Not Dead, Just Resting
I’m
guessing, since it appears Ms. Eubank has written only one other work of
fiction, that her book didn’t do terribly well from a commercial standpoint,
and that she eventually moved on to other things. That happens. There are good
books that sell poorly and bad ones that sell quite well. But like many other
authors, Ms. Eubank has gotten a second chance from Amazon and the e-book.
Not all the
authors who have done so are living. I’m noticing a lot of reissues of
mysteries from the 1920s and 30s on Amazon. In fact, one of those, The Cornish Coast Murder by John Bude,
is on my schedule for this month. The first e-book I ever read, Murder at Bridge, was a 1920s American
mystery novel that someone put up on Kindle for 99 cents, apparently after
discovering the copyright had expired.
And my own
first mystery, The McHenry Inheritance,
got a second chance on Kindle. Passed over by agents and publishers in the
1990s, it has sold modestly but steadily since I put it up on Kindle in July
2012. In fact, this August, more than two years after publication, it had its
best month ever in paid sales on Amazon, and this Monday it had its best-ever
free promotion, with nearly 600 downloads worldwide.

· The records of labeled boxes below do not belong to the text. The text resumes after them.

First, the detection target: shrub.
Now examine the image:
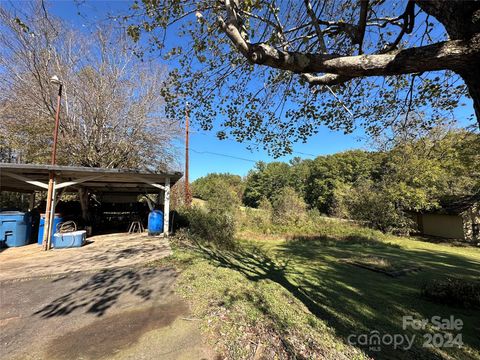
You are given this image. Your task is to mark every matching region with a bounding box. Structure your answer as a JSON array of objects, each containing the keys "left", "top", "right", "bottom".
[
  {"left": 205, "top": 181, "right": 240, "bottom": 217},
  {"left": 272, "top": 187, "right": 307, "bottom": 225},
  {"left": 176, "top": 206, "right": 235, "bottom": 248},
  {"left": 337, "top": 182, "right": 413, "bottom": 235},
  {"left": 421, "top": 278, "right": 480, "bottom": 309}
]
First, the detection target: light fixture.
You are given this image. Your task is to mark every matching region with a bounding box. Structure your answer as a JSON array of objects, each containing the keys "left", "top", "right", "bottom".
[{"left": 50, "top": 75, "right": 62, "bottom": 85}]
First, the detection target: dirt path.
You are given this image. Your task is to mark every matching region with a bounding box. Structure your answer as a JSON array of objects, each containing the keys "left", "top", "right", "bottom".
[{"left": 0, "top": 267, "right": 213, "bottom": 360}]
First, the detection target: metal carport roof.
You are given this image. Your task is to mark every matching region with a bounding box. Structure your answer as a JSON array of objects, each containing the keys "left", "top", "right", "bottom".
[{"left": 0, "top": 163, "right": 183, "bottom": 193}]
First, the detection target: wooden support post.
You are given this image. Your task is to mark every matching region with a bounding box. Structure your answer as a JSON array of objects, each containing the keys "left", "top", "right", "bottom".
[
  {"left": 28, "top": 192, "right": 35, "bottom": 211},
  {"left": 163, "top": 177, "right": 170, "bottom": 236},
  {"left": 44, "top": 179, "right": 57, "bottom": 250},
  {"left": 42, "top": 171, "right": 55, "bottom": 250},
  {"left": 78, "top": 188, "right": 90, "bottom": 222}
]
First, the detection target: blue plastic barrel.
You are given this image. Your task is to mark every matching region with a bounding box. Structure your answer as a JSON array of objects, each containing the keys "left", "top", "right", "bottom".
[
  {"left": 52, "top": 230, "right": 87, "bottom": 249},
  {"left": 37, "top": 214, "right": 63, "bottom": 245},
  {"left": 148, "top": 210, "right": 163, "bottom": 236},
  {"left": 0, "top": 211, "right": 32, "bottom": 247}
]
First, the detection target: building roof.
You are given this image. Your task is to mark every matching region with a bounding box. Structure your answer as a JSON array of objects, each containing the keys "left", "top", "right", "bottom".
[
  {"left": 0, "top": 163, "right": 183, "bottom": 193},
  {"left": 425, "top": 193, "right": 480, "bottom": 215}
]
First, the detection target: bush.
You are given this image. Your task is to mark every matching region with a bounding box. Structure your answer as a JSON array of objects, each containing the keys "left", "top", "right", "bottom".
[
  {"left": 421, "top": 278, "right": 480, "bottom": 309},
  {"left": 335, "top": 182, "right": 413, "bottom": 235},
  {"left": 272, "top": 187, "right": 307, "bottom": 225},
  {"left": 176, "top": 206, "right": 235, "bottom": 248}
]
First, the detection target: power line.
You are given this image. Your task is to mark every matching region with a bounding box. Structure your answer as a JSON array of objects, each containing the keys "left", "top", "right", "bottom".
[
  {"left": 190, "top": 130, "right": 319, "bottom": 157},
  {"left": 190, "top": 147, "right": 259, "bottom": 163}
]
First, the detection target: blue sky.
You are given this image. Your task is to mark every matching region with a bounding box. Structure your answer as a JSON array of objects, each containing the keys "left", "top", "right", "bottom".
[{"left": 43, "top": 1, "right": 473, "bottom": 180}]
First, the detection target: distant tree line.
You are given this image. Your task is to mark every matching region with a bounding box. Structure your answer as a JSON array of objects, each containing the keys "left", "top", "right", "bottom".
[{"left": 192, "top": 129, "right": 480, "bottom": 233}]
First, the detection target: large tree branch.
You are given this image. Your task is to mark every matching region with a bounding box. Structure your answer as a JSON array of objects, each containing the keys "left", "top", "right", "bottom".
[{"left": 221, "top": 13, "right": 480, "bottom": 77}]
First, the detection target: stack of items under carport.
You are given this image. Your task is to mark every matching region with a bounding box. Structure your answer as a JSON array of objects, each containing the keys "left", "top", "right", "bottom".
[{"left": 0, "top": 211, "right": 86, "bottom": 249}]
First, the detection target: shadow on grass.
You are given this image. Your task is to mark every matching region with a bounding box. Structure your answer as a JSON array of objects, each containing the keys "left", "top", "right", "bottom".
[{"left": 194, "top": 236, "right": 480, "bottom": 359}]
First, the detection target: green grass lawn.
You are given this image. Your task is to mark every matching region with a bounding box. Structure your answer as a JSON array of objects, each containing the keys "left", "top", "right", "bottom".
[{"left": 164, "top": 221, "right": 480, "bottom": 359}]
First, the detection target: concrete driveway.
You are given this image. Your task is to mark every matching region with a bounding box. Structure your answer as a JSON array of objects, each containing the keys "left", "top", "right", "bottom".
[
  {"left": 0, "top": 233, "right": 171, "bottom": 281},
  {"left": 0, "top": 235, "right": 213, "bottom": 360}
]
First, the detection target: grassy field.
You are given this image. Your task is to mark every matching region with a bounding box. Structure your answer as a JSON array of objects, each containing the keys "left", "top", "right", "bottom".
[{"left": 163, "top": 221, "right": 480, "bottom": 359}]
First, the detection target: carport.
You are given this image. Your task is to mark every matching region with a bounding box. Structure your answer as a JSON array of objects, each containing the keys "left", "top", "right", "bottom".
[{"left": 0, "top": 163, "right": 182, "bottom": 249}]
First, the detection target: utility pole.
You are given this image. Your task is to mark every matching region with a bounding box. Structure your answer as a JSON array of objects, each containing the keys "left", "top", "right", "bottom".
[
  {"left": 43, "top": 76, "right": 63, "bottom": 250},
  {"left": 185, "top": 103, "right": 192, "bottom": 206}
]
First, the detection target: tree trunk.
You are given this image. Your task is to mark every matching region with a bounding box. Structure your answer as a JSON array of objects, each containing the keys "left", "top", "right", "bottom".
[{"left": 459, "top": 65, "right": 480, "bottom": 129}]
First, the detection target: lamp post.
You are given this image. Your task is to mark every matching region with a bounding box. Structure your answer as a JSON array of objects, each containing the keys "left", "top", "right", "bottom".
[{"left": 43, "top": 75, "right": 63, "bottom": 250}]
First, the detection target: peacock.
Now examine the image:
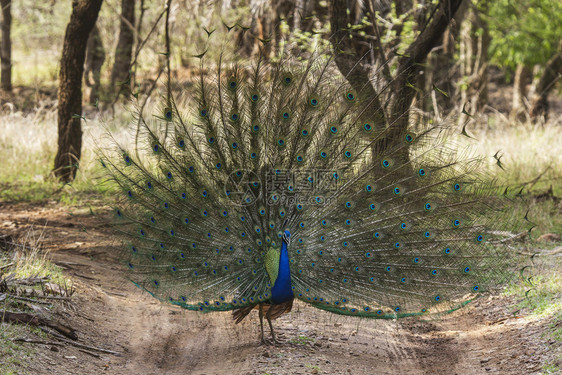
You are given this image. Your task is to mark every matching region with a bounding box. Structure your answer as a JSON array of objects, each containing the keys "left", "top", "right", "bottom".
[{"left": 100, "top": 27, "right": 514, "bottom": 342}]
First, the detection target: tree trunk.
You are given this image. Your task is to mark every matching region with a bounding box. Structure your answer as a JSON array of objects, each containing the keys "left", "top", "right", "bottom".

The Library Vanishes With a Click
There are
quite a few good authors whose work has long been out of print. In the mystery
genre along, I can think of Father Knox, John Dickson Carr, Richard and Frances
Lockridge, and so on. Sometimes a long out-of-print author gets a revival, as
Earl Derr Biggers did when the University of Chicago reissued his Charlie Chan
novels. But that’s the exception. E-books offer a way for good writers whose
audiences would be limited today to stay in circulation, if not exactly in
print.
Still, I
can’t help remembering the Library at Alexandria, which burned in ancient
times, leaving us without many of the great works of antiquity. With everything
on a computer somewhere, fire won’t be an issue, but some day a rogue computer
virus could wipe out much of the literary canon, and a lot of secondary good
stuff, too. I try not to think about it.